African businessman holding letter reading bad bank news about debt

A new TransUnion report showed a consistent rise in borrowing among Canadians in the second quarter as they contend with the higher cost of living.

The increased borrowing could become a problem: a separate report released Tuesday from the Chartered Professional Accountants of Canada showed some Canadians may be overestimating their ability to manage their finances and pay off their debt.

While the number of consumers adding to their credit balances rose across the board in Q2, the TransUnion report said the riskiest segment, or subprime borrowers, saw their balances rise the most at 8.9% year-over-year.

The report said higher average credit balances among consumers could be attributed to higher spending habits and elevated interest rates on variable-rate loans that are eating into household budgets.

Demand for new credit grew 17% compared with last year, TransUnion said.

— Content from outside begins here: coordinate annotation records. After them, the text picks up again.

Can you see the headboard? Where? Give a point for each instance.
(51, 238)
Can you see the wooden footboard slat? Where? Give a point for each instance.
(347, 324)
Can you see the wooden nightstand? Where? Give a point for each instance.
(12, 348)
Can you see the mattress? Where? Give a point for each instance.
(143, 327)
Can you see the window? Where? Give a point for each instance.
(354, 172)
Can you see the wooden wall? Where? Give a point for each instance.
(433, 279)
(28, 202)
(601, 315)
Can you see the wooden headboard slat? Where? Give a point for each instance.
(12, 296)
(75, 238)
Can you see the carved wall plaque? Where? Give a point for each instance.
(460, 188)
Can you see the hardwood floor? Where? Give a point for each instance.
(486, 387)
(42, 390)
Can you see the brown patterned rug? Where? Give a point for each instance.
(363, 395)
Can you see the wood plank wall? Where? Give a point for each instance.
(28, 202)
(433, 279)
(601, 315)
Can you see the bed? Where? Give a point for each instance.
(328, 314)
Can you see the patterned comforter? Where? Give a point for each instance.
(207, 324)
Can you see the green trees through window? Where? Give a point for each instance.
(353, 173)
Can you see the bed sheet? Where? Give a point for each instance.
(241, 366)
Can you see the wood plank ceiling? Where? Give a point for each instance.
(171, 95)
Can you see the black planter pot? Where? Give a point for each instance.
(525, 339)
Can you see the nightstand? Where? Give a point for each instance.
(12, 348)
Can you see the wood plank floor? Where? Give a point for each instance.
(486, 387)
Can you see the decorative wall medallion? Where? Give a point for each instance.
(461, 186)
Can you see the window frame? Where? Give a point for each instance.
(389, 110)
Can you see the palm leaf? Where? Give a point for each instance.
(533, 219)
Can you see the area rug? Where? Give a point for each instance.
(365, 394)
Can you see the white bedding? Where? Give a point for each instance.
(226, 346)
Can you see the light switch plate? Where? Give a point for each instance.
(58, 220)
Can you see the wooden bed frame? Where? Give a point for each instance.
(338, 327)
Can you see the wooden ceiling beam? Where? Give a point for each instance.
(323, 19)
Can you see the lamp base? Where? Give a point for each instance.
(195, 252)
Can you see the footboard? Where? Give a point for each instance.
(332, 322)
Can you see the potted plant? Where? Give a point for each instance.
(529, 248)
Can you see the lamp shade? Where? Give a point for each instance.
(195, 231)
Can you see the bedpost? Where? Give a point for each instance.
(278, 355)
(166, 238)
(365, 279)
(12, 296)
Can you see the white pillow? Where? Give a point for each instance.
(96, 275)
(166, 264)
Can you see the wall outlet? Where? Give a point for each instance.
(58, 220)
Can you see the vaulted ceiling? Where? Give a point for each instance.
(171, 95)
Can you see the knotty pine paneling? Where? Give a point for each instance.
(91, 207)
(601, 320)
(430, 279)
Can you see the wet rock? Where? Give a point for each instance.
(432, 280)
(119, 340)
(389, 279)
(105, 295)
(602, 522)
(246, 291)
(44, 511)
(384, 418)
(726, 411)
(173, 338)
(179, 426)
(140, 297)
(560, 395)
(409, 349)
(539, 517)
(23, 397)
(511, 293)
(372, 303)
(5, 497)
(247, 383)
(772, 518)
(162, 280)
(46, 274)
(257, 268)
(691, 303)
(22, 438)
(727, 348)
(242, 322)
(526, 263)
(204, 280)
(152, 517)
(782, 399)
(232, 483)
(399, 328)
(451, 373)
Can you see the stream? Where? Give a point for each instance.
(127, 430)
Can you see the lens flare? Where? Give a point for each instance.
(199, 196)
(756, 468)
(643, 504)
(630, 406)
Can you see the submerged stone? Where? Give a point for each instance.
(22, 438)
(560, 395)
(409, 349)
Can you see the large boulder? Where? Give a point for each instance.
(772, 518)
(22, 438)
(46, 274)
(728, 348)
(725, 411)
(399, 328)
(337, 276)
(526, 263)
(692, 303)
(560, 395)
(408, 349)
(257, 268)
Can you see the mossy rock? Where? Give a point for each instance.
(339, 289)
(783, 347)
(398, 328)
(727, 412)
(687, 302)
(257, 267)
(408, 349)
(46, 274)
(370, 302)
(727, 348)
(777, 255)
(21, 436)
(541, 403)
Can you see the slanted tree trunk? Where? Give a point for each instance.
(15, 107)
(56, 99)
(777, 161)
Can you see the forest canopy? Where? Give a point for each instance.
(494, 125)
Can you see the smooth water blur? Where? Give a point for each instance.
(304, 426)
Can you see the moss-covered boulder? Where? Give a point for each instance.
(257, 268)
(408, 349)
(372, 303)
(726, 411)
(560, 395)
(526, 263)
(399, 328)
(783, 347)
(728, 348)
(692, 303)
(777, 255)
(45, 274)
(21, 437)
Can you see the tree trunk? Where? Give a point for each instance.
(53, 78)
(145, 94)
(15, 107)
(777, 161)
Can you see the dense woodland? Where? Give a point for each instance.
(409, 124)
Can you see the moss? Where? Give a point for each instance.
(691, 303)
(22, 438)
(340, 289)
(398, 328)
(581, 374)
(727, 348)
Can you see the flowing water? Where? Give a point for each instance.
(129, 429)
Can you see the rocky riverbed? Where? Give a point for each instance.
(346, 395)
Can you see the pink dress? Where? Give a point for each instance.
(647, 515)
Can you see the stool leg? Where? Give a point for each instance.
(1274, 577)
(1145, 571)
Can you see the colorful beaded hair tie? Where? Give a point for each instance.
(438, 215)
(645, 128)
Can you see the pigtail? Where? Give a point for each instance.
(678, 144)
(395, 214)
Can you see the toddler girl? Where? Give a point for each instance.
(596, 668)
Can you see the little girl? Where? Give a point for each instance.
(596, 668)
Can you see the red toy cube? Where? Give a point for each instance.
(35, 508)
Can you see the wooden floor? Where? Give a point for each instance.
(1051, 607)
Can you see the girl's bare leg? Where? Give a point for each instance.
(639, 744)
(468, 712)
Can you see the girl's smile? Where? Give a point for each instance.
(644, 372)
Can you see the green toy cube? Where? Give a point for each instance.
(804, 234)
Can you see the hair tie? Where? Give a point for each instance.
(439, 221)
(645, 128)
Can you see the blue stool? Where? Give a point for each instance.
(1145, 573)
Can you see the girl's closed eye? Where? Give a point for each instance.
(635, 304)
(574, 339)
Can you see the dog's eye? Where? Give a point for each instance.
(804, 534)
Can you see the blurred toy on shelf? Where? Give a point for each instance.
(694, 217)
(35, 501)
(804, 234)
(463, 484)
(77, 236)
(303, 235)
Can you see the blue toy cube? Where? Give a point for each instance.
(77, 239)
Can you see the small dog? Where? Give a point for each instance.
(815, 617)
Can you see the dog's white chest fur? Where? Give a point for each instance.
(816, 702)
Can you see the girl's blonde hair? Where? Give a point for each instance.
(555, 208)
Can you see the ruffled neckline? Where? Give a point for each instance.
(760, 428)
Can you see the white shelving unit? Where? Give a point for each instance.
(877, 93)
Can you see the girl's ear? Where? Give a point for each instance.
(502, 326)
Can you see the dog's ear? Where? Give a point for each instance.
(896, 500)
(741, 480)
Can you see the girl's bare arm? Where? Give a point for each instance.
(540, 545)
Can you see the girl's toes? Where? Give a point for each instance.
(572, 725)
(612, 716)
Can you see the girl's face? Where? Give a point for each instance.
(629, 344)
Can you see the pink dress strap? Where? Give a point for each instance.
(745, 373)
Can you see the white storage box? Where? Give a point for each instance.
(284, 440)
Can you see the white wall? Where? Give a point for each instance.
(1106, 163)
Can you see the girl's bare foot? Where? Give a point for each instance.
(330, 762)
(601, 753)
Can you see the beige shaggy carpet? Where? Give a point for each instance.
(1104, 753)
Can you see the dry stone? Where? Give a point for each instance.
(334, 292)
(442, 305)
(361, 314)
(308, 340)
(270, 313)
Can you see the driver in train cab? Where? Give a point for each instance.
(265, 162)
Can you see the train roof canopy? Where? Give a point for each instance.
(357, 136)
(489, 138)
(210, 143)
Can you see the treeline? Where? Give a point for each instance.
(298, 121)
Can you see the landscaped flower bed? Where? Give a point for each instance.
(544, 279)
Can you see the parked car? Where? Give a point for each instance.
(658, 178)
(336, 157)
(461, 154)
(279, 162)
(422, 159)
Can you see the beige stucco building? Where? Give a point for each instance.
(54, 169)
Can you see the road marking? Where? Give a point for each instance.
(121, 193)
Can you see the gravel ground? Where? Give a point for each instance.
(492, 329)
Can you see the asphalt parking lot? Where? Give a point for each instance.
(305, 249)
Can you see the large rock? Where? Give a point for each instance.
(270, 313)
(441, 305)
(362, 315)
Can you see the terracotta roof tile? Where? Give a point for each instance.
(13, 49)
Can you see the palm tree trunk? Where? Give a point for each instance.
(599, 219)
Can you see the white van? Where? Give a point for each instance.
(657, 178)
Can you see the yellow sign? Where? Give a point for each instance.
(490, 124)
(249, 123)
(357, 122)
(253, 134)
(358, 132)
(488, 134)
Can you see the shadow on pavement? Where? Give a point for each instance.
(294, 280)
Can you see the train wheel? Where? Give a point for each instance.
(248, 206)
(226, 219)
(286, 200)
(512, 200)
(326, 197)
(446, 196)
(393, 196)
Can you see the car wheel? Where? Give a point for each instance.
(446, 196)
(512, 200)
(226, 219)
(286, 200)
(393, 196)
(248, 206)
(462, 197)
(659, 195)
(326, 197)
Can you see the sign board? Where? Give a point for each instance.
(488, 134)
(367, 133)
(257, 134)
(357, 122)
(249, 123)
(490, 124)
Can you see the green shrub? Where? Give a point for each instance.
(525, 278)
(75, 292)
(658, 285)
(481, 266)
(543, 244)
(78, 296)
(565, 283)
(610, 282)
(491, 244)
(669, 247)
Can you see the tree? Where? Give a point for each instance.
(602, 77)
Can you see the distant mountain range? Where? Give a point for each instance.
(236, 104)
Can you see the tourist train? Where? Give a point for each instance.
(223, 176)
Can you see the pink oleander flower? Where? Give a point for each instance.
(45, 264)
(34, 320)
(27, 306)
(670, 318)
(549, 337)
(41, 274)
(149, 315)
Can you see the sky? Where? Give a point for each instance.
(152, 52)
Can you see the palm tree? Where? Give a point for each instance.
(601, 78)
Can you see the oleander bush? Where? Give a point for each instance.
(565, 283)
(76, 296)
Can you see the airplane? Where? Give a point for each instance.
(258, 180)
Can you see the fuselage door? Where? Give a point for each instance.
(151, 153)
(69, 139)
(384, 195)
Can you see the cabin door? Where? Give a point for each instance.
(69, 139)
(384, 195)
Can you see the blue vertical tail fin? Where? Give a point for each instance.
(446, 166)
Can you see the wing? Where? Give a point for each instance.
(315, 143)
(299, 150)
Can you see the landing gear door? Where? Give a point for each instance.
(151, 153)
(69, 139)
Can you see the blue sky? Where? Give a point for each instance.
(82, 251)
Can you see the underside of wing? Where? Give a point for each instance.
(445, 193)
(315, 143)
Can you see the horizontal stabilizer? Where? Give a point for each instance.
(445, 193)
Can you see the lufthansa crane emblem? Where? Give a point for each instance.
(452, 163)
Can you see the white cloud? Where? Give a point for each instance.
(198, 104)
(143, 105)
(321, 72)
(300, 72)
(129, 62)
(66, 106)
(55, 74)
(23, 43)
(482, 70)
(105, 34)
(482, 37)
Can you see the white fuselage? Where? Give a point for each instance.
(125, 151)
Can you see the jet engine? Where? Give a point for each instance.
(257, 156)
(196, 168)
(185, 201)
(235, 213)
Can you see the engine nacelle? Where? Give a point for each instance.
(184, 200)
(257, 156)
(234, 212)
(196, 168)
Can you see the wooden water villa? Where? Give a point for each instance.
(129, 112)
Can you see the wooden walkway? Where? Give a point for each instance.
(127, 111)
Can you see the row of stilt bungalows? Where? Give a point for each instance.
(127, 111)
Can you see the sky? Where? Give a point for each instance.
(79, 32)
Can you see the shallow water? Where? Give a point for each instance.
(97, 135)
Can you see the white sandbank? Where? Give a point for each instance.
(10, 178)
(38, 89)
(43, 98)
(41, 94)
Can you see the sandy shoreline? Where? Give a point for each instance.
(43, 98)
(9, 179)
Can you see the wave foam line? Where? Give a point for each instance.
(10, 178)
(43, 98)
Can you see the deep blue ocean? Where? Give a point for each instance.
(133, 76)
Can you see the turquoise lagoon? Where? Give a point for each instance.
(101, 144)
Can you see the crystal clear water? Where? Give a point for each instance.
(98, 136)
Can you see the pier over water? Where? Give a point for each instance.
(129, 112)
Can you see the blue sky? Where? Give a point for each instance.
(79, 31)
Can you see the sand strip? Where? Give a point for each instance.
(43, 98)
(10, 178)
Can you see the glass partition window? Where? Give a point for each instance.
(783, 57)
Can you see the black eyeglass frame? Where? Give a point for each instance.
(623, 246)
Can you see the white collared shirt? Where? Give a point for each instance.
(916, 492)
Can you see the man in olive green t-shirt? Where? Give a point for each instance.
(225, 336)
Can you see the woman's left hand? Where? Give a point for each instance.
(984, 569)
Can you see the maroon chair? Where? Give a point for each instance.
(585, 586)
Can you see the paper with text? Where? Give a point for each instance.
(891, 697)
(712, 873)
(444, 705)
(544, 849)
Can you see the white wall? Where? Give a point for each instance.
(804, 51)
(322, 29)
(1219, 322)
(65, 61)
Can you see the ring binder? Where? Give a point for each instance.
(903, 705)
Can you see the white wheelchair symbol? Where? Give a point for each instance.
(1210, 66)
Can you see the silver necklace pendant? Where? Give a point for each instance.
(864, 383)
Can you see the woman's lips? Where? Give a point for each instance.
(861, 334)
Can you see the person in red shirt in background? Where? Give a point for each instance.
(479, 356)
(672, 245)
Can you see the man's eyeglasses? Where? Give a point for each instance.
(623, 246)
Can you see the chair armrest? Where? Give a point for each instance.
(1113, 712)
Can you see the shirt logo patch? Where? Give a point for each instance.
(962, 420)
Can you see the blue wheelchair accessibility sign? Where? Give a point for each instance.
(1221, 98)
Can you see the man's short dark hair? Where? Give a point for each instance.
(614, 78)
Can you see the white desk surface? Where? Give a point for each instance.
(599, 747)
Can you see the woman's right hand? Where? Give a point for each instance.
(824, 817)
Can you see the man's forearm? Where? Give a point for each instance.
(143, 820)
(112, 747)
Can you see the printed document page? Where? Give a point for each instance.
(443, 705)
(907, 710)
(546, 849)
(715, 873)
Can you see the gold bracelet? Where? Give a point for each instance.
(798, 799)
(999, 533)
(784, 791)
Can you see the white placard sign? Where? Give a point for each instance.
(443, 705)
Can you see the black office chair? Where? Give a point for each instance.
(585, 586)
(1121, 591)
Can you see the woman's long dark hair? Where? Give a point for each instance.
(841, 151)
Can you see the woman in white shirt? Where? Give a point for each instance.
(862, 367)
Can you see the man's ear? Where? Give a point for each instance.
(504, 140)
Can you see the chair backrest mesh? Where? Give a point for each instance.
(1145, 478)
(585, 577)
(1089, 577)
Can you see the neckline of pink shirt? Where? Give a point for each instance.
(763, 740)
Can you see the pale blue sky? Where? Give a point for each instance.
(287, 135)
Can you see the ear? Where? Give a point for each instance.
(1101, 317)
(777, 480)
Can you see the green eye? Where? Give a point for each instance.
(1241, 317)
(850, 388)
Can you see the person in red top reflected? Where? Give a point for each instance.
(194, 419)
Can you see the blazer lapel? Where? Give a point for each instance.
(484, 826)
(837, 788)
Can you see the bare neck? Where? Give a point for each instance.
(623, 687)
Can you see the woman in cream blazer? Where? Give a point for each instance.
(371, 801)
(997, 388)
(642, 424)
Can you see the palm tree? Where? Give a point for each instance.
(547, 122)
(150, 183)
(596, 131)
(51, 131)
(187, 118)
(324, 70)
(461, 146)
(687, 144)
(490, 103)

The combined pressure of inflation and higher interest rates has created a payment shock, according to Matthew Fabian, director of financial services research and consulting with TransUnion.

The report said total Canadian household debt reached $2.3 trillion in the second quarter, up 4.2% compared with last year, largely driven by mortgage debt.

The CPA Canada report, meanwhile, suggested many Canadians may be ill-equipped to manage their heavier debt loads.

The CPA report said 47% of people graded their personal finance skills as an A or B but a quarter of them also admitted to buying things they can’t afford.

The report highlighted other disconnects in personal finance management. One-third (33%) of respondents with consumer debt said they don’t understand the impact of fluctuating interest rates on their loans.

The survey, which was conducted online by Ipsos from June 16-23, showed 57% of respondents with non-mortgage debt have carried a credit card balance in the last two years.

The report also found that one in four Canadians say they wouldn’t be able to come up with $500 in cash within a day without borrowing or selling a possession, which is a sign of struggle with cash flow.